Integrated cloud rendering has given Scriba’s designers the ability to validate many aesthetic design changes rapidly, which was particularly important when they were finalizing the material finishes on the product. They also used Fusion 360 to prepare drawings for tooling that they then shared with their fabrication partners.


As the team prepares for its first product run, they are working closely with Cartamundi, a global maker of games and toys, formerly known as Hasbro. Craig sees important merits in working with a manufacturing partner close to home for a product as complex as Scriba. Months of conversations with Cartamundi’s tooling engineers have allowed the team to “improve the product to no end,” for example by moving the split lines (formed by the seams in the mold) from the center of the stylus grip to the edge, so that the user’s finger won’t rest on it and become irritated.

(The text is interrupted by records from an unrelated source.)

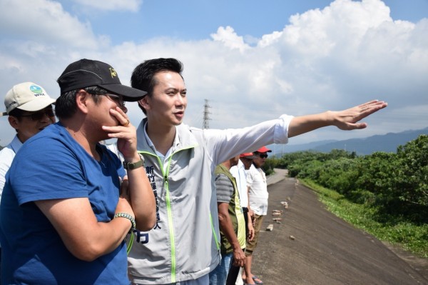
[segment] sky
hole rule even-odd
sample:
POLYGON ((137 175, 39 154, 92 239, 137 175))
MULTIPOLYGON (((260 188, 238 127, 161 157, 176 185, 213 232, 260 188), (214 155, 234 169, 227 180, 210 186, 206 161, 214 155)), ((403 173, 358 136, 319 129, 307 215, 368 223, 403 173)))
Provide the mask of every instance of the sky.
MULTIPOLYGON (((330 126, 290 144, 428 126, 428 0, 0 0, 0 100, 33 81, 53 98, 65 68, 86 58, 122 84, 146 59, 184 64, 184 123, 241 128, 281 114, 388 107, 364 130, 330 126)), ((131 121, 144 116, 128 103, 131 121)), ((0 105, 1 111, 5 110, 0 105)), ((0 145, 15 131, 0 117, 0 145)))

Incubating a Company and Building Relationships

Hardware startups are rare in Ireland, so the challenges of creating a product and a company simultaneously are magnified. “Overcoming obstacles is one thing,” he says. “But when you’re doing something like a startup, obstacles don’t come one at a time.”

He gives a lot of credit to DIT Hothouse, an incubation program that allowed him to give up his salaried work. “Without the expertise, mentorship, place to work, and financial support provided by Hothouse,” he adds, “I would not have been brave enough to quit the day job to follow this dream.”


Building a network of supporters and mentors, in part by tapping into the hacker community in Ireland, has likewise been crucial to the company’s success. In reflecting on its development, Craig wrote:


All businesses are about people, and the best advice I can offer is to get out there and meet people — whether customers, fellow entrepreneurs, potential partners, anybody — you never know where what you might learn or the connections that can be made. Scriba is very much the product of an orchestra of inputs and at times I just felt like the conductor.


Bringing a New Hardware Product to the WorldScribaF

By the end of July 2015, the Scriba team had enough working prototypes to launch a Kickstarter campaign.

Steve Giblin, who runs marketing for the company, notes that “During that campaign, we got picked up by a lot of the design press,” which — along with nominations for design awards — helps the product’s credibility with its core audience of designers, illustrators, and artists.


By October 2015, Craig says, it became clear that “We made promises [in the Kickstarter] which it turns out were not quite realistic.” They delayed the launch so that they could release a better product. Now the company aims to produce a couple of thousand units by the end of June 2016, initially targeting creatives in London and Milan.


Building a Community around a Device

The Scriba team wants to energize those designers and artists who can make the Scriba stylus a regular part of their work. “For us at the moment,” Craig says, “the crucial thing is building up a community of people excited about what we’re doing.”


Fortunately, he adds, the device itself invites that kind of enthusiasm: “It’s the kind of product that people just sit and play with. That tells us we’ve created something special.”